Belle-Ile-en-mer

Quand Ronan Olier part en campagne, ses caisses de couleurs sous le bras,
le paysage n'a plus qu'à bien se tenir : inutile de faire le fier, de prendre la
pose, de toute manière il sera débusqué, dans tous ses états, ses éclats,
ses tremblements, ses fêlures. Inutile de se dérober derrière les lumières,
Olier l'oiseleur les piège en plein vol ! Mais bref ! Raconter sa vie l'ennuie. Il
s'anime en revanche, devient intarissable lorsqu'on se met à parler boutique :
pinceaux, couleurs, colles, poudres, inventions folles à base de carrelage
et de pommes séchées, papiers triturés, pliages et tressages. Il s'enflamme :
"Surtout j'adore les vernis, les liants, les médiums comme on dit, tout ce qui
permet de diluer, de porter la pâte de la palette au support, de trouver la juste
matière. Tout cela est très jubilatoire, très sensuel ; j'aime les grains, les
dépôts, les poudres et puis les transparences..."
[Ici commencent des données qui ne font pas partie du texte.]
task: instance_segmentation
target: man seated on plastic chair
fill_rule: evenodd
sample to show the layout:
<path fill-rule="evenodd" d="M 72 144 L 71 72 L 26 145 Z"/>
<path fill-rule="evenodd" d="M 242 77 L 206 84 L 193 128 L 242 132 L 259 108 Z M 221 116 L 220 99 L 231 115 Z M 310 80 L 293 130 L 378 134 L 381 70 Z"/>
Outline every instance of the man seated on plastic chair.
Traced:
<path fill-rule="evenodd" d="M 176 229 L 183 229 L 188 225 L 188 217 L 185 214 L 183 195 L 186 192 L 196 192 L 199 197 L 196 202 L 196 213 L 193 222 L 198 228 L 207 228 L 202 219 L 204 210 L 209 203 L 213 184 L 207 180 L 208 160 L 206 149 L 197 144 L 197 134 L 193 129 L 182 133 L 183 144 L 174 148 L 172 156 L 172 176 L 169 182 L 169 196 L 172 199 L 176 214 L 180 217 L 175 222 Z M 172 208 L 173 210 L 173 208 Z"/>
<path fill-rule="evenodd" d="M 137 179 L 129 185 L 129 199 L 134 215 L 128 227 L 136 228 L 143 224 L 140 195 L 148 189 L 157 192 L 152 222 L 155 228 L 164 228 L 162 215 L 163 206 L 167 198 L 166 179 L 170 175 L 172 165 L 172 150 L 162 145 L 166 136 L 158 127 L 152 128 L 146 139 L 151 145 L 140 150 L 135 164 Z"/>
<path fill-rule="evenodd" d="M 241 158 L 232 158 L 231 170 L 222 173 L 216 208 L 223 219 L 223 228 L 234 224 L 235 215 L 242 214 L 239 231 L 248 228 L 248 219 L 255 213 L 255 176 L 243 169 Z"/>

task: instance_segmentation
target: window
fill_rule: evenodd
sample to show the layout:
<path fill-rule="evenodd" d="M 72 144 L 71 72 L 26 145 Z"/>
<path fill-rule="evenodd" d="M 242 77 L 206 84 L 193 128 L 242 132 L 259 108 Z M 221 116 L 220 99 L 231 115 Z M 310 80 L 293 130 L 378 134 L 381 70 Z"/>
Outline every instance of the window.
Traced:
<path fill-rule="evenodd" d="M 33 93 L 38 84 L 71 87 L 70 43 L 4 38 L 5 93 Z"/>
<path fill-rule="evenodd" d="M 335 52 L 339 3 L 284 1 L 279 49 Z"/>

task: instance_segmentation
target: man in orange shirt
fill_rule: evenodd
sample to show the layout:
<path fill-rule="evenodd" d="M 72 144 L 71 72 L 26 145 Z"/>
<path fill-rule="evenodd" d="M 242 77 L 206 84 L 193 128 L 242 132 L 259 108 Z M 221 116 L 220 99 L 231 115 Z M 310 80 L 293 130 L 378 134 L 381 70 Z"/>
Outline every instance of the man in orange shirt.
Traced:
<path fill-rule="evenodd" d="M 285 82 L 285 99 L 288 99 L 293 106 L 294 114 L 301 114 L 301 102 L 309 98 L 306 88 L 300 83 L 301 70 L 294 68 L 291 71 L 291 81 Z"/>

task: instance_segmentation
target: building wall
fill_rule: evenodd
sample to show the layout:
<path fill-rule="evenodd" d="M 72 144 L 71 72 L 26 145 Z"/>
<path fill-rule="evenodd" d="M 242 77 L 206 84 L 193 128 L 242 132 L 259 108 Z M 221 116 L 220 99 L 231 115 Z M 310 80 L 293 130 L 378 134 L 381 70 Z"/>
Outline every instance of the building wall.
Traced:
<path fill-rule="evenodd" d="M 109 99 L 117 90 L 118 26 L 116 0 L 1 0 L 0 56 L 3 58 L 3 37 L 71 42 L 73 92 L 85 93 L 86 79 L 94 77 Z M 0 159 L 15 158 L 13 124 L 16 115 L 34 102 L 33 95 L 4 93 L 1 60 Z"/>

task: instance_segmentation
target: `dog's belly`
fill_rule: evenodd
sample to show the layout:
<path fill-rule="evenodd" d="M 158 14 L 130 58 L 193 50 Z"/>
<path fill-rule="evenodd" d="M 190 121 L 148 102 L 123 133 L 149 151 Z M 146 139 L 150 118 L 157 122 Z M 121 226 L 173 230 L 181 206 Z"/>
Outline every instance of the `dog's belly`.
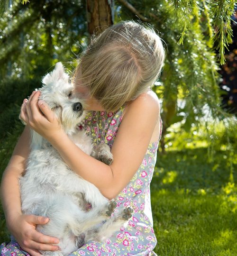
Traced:
<path fill-rule="evenodd" d="M 82 208 L 86 202 L 94 207 L 108 201 L 95 186 L 70 169 L 52 147 L 30 153 L 26 174 L 20 177 L 19 184 L 22 210 L 27 214 L 35 214 L 48 195 L 66 195 Z"/>

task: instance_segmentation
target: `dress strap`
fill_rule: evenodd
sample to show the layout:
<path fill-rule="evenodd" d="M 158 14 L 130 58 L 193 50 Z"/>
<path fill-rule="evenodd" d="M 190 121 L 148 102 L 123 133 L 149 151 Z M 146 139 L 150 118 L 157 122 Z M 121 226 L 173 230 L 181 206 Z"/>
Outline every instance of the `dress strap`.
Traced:
<path fill-rule="evenodd" d="M 159 141 L 161 138 L 161 134 L 162 133 L 162 129 L 163 128 L 163 124 L 162 122 L 162 119 L 161 119 L 161 117 L 160 115 L 160 137 L 159 138 Z"/>

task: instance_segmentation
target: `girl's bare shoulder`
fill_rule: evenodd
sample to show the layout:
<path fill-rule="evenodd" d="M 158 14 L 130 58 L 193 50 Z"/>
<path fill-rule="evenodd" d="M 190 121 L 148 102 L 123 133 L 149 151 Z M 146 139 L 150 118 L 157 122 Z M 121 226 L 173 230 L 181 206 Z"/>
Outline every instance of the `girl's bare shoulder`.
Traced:
<path fill-rule="evenodd" d="M 137 111 L 152 111 L 160 114 L 160 102 L 155 92 L 151 90 L 144 92 L 133 101 L 127 103 L 124 109 L 123 115 L 129 112 L 129 110 L 136 109 Z"/>

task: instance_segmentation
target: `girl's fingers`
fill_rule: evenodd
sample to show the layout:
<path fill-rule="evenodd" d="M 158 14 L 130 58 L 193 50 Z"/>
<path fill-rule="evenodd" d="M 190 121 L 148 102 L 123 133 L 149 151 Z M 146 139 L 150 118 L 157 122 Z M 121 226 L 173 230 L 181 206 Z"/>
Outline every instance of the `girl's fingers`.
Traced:
<path fill-rule="evenodd" d="M 39 109 L 45 115 L 46 118 L 49 122 L 52 122 L 54 120 L 54 113 L 46 102 L 40 100 L 38 101 L 38 106 Z"/>
<path fill-rule="evenodd" d="M 31 114 L 33 117 L 36 117 L 39 113 L 40 113 L 40 110 L 38 105 L 38 101 L 39 99 L 40 92 L 39 91 L 36 91 L 33 95 L 29 107 L 31 110 Z M 41 114 L 42 115 L 42 114 Z"/>
<path fill-rule="evenodd" d="M 36 91 L 32 91 L 31 95 L 30 96 L 28 100 L 28 102 L 27 102 L 27 105 L 26 106 L 26 111 L 27 116 L 28 119 L 32 119 L 32 115 L 31 113 L 31 110 L 30 107 L 31 107 L 31 101 L 32 100 L 32 98 L 36 92 Z"/>
<path fill-rule="evenodd" d="M 28 117 L 27 116 L 26 112 L 26 106 L 27 102 L 27 100 L 25 99 L 23 101 L 23 103 L 21 105 L 21 108 L 20 108 L 20 118 L 26 123 L 27 123 L 28 122 Z"/>

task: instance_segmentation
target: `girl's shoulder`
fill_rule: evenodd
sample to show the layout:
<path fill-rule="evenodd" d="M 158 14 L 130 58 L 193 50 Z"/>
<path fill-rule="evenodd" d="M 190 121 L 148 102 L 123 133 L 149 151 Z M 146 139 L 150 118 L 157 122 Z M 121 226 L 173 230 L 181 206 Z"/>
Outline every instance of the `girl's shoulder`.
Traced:
<path fill-rule="evenodd" d="M 132 110 L 138 113 L 147 111 L 156 112 L 159 115 L 160 102 L 156 94 L 151 90 L 143 92 L 133 101 L 128 102 L 123 107 L 123 117 Z"/>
"À chaque fois que l'on me demande quelque chose je me pique au jeu, je me
dis : est-ce que je saurai faire ça ?" Une succession de défis mais aussi une
addition d'actes : "Je vis de façon plus intense grâce à ce que je fais, je m'en
nourris, ça me rend sans cesse plus attentif, plus préparé à autre chose".
Nous souhaitions des "paysages concrets". Ils le sont et tellement plus !
La photo affirme, rassure (et souvent dit aussi : m'as-tu vu ?) ; la peinture
dérange, interroge : n'as-tu donc point vu ?
Olier la gargouille, Olier torero (comme son nom l'indique presque !) s'est
battu avec la matière bretonne, subtilement décantée ; une matière de terre
et de feu, d'air et d'eau, les éléments chers à Bachelard. Olier l'enfant a foncé
en songeant : "est-ce que je saurai faire ça ?" Il rapporte des preuves.
Qu'en dites-vous ?
(Jean-Pierre Abraham revue Armen n° 25 février 1990) extrait.